Click Parcel Repositories & Network Settings.
In the Remote Parcel Repository URLs section, click the + icon.
Enter the CDS3 parcel repository URL provided by Cloudera (See 2. CDP compatible CDS3 Parcels Details section)
Click Save & Verify Configuration. A message with the status of the verification appears above the Remote Parcel Repository URLs section. If the URL is not valid, check the URL and enter the correct URL.
After the URL is verified, click Close.
Locate the row in the table that contains the new Cloudera Runtime parcel i.e. SPARK3 and click the Download button.
After the SPARK3 parcel is downloaded, click the Distribute button to distribute the parcel to all the cluster nodes. Wait for the parcel to be distributed. Cloudera Manager displays the status of the Cloudera Runtime parcel distribution. By default, Spark3 parcel will be downloaded and distributed to /opt/cloudera/parcels/ location.
After the SPARK3 parcel is distributed, click the Activate button to activate the parcel on all the cluster nodes.
When prompted, click on OK.
Now, you can see SPARK3 parcel Status is Distributed, Activated
A symbolic link named SPARK3 has now been created in the /opt/cloudera/parcels/ directory.
Step 3. Add Spark3 Service
Navigate to Clusters -> [Your Cluster Name]. For example Cluster 1 -> Click on Actions or More Options (ellipsis icon), then click Add Service.
Select Spark 3, then click Continue.
Based on your requirements you can select any Optional Dependencies, such as Atlas, HBase, Kafka, Knox, or select No Optional Dependencies, then click Continue.
Select Assign Roles by selecting the host where the History Server is to be added.
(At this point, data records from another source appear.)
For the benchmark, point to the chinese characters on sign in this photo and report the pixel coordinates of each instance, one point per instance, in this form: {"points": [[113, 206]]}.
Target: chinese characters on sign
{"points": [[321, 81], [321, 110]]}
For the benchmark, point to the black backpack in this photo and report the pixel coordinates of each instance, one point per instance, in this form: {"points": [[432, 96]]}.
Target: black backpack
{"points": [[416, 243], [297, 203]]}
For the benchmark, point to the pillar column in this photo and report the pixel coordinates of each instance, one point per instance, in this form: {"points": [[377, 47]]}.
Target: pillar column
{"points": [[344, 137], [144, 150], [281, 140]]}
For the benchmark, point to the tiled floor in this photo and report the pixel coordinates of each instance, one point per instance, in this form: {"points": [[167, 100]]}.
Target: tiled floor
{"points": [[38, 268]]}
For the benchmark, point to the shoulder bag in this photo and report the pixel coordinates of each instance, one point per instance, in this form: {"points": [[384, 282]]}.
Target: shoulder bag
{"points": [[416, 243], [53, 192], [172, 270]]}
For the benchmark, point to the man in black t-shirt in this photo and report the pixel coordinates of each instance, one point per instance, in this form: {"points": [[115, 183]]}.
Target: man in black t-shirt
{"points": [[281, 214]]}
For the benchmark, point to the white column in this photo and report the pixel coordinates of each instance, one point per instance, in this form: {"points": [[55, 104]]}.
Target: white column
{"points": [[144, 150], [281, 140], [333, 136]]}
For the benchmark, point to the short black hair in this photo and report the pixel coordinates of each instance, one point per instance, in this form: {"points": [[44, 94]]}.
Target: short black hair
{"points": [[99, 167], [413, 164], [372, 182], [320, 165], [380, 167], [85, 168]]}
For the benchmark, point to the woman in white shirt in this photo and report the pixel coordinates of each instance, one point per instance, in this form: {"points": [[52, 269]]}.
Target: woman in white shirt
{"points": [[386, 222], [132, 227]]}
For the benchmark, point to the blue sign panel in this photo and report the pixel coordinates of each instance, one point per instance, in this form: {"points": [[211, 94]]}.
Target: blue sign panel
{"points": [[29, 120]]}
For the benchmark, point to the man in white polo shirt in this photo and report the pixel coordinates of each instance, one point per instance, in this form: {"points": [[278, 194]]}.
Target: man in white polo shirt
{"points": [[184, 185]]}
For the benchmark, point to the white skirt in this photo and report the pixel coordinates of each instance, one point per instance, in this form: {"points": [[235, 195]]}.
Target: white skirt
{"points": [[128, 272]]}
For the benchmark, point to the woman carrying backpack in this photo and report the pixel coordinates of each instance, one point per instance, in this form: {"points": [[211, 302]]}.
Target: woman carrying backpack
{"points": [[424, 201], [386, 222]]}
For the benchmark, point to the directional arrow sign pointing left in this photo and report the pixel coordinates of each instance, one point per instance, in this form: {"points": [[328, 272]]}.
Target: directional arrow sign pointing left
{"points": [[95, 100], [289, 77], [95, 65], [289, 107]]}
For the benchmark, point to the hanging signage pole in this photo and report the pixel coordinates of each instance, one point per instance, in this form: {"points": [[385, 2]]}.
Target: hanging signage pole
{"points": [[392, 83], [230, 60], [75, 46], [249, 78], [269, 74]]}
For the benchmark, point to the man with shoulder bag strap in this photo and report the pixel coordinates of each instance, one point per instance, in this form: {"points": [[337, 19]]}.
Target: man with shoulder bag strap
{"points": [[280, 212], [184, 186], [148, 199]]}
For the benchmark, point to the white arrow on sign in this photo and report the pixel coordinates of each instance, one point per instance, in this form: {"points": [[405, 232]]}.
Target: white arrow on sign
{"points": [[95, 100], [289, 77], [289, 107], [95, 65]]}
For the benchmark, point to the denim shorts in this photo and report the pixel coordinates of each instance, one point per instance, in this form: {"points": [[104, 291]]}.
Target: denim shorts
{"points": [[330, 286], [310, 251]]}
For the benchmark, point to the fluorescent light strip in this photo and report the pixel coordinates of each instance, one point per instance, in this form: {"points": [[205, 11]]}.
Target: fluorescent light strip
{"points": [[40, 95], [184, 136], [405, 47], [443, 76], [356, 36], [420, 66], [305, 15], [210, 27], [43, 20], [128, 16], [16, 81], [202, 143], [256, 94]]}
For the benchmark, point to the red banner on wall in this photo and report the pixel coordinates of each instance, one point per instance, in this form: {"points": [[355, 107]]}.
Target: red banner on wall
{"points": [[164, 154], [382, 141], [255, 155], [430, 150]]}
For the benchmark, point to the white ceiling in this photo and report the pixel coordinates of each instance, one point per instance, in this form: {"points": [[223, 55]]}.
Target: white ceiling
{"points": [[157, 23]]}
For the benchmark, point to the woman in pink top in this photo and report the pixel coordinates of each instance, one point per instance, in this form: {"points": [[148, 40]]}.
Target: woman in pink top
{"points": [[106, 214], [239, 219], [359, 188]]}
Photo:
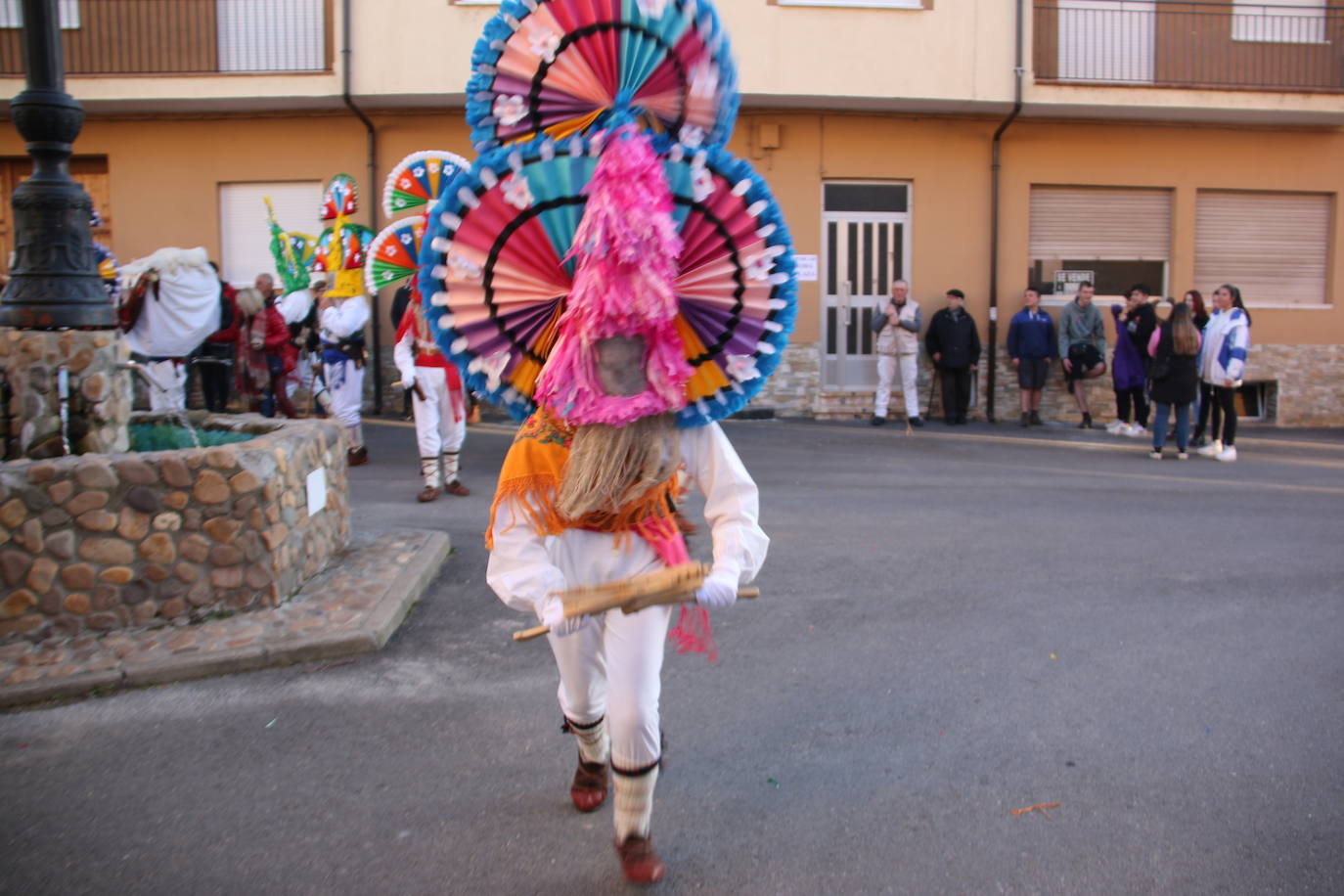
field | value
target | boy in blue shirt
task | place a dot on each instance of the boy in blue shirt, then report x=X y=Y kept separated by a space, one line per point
x=1031 y=345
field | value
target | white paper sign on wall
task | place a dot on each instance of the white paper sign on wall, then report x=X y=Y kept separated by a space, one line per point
x=316 y=490
x=805 y=267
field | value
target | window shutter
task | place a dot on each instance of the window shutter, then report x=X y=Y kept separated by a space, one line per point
x=1089 y=222
x=1272 y=246
x=245 y=234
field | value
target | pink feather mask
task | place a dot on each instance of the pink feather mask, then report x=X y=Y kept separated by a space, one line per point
x=626 y=248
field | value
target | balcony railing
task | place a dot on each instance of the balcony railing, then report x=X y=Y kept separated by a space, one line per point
x=182 y=36
x=1225 y=46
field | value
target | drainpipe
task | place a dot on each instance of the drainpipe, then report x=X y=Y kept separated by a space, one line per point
x=371 y=198
x=994 y=223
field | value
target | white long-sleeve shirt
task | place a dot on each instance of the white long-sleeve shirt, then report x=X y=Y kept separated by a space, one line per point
x=344 y=319
x=524 y=567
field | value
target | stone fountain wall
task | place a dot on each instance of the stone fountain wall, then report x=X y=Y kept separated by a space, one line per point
x=100 y=391
x=114 y=540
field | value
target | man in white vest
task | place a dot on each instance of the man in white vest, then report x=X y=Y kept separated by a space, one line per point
x=898 y=345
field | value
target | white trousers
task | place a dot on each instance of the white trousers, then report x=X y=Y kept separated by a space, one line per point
x=345 y=384
x=435 y=430
x=613 y=665
x=173 y=378
x=909 y=383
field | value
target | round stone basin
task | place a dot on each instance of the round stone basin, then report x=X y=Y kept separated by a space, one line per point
x=101 y=542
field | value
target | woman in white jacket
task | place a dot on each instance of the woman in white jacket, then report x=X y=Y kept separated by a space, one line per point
x=1222 y=362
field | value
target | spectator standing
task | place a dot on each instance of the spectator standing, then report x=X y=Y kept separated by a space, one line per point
x=265 y=355
x=1032 y=347
x=1082 y=347
x=215 y=356
x=953 y=344
x=1199 y=316
x=1129 y=377
x=1222 y=362
x=1175 y=378
x=898 y=326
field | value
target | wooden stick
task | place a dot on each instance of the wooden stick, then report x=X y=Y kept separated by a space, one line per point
x=536 y=632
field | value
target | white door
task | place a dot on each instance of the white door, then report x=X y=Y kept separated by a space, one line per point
x=1106 y=39
x=863 y=252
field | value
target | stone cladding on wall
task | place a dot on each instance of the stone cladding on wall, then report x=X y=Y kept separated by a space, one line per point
x=139 y=539
x=100 y=391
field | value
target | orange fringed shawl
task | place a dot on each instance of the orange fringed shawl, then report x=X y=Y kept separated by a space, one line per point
x=531 y=479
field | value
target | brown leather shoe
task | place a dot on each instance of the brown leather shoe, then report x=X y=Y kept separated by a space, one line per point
x=639 y=861
x=589 y=787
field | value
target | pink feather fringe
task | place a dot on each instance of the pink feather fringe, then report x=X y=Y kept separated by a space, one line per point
x=626 y=248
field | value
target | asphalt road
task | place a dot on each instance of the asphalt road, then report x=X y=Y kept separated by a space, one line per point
x=955 y=625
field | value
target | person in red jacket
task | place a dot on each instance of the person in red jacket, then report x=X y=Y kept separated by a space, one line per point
x=265 y=355
x=215 y=356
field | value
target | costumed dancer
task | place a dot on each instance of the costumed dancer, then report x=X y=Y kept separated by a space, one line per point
x=294 y=254
x=437 y=402
x=337 y=287
x=622 y=291
x=427 y=377
x=169 y=305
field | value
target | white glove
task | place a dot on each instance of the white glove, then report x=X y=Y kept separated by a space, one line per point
x=718 y=590
x=553 y=617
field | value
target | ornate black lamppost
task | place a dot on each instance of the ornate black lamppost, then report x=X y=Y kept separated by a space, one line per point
x=54 y=280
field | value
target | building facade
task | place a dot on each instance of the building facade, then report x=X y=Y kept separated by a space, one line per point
x=1178 y=144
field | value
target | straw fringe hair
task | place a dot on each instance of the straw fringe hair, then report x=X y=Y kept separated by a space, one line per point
x=611 y=467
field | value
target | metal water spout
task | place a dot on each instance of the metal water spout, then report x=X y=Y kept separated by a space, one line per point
x=140 y=370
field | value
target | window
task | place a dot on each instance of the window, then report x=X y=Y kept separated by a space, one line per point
x=1272 y=246
x=11 y=14
x=1106 y=40
x=270 y=35
x=244 y=230
x=1279 y=21
x=866 y=245
x=1121 y=236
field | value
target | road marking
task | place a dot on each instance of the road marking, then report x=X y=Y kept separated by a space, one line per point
x=1128 y=446
x=1174 y=477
You can add a gateway role to every host.
Review Changes then click Continue.
On Command Details, select run options, confirm success, then click Continue.
On Summary, click Finish.
The Spark 3 service appears in the Cloudera Manager cluster components list. If Spark 3 was not started by the installation wizard, you can start the service by clicking Actions > Start in the Spark 3 service.
Click the stale configuration icon to launch the Stale Configuration wizard and restart the necessary services.
Restart all services with stale configurations.
Step 4. Verify Spark3 Installation
Navigate to Clusters -> [Your Cluster Name]. For example Cluster 1
Verify Spark 3 service from the list of services.
Verify that the Spark 3 service is started and healthy.
Step 5. Add Livy3 Service
Navigate to Clusters -> [Your Cluster Name]. For example Cluster 1 -> click on Actions or More Options (ellipsis icon), then click Add Service.
Select Livy for Spark 3, then click Continue.
Based on your requirements you can select any Optional Dependencies, such as Hive or select No Optional Dependencies, then click Continue.
Select Assign Roles by selecting the host where Livy Server for Spark 3 is to be added. You can also add the Gateway (optional) but recommended.
Review Changes then click Continue.
On Command Details, select run options, confirm success, then click Continue.
On Summary, click Finish.
The Livy for Spark 3 service appears in the Cloudera Manager cluster components list. If Livy for Spark 3 was not started by the installation wizard, you can start the service by clicking Actions > Start in the Livy for Spark 3 service.
Click the stale configuration icon to launch the Stale Configuration wizard and restart the necessary services.
Restart all services with stale configurations.
Step 6. Verify Livy3 Installation
Navigate to Clusters -> [Your Cluster Name]. For example Cluster 1
Verify Livy for Spark 3 service from the list of services.
Verify that the Livy for Spark 3 service is started and healthy.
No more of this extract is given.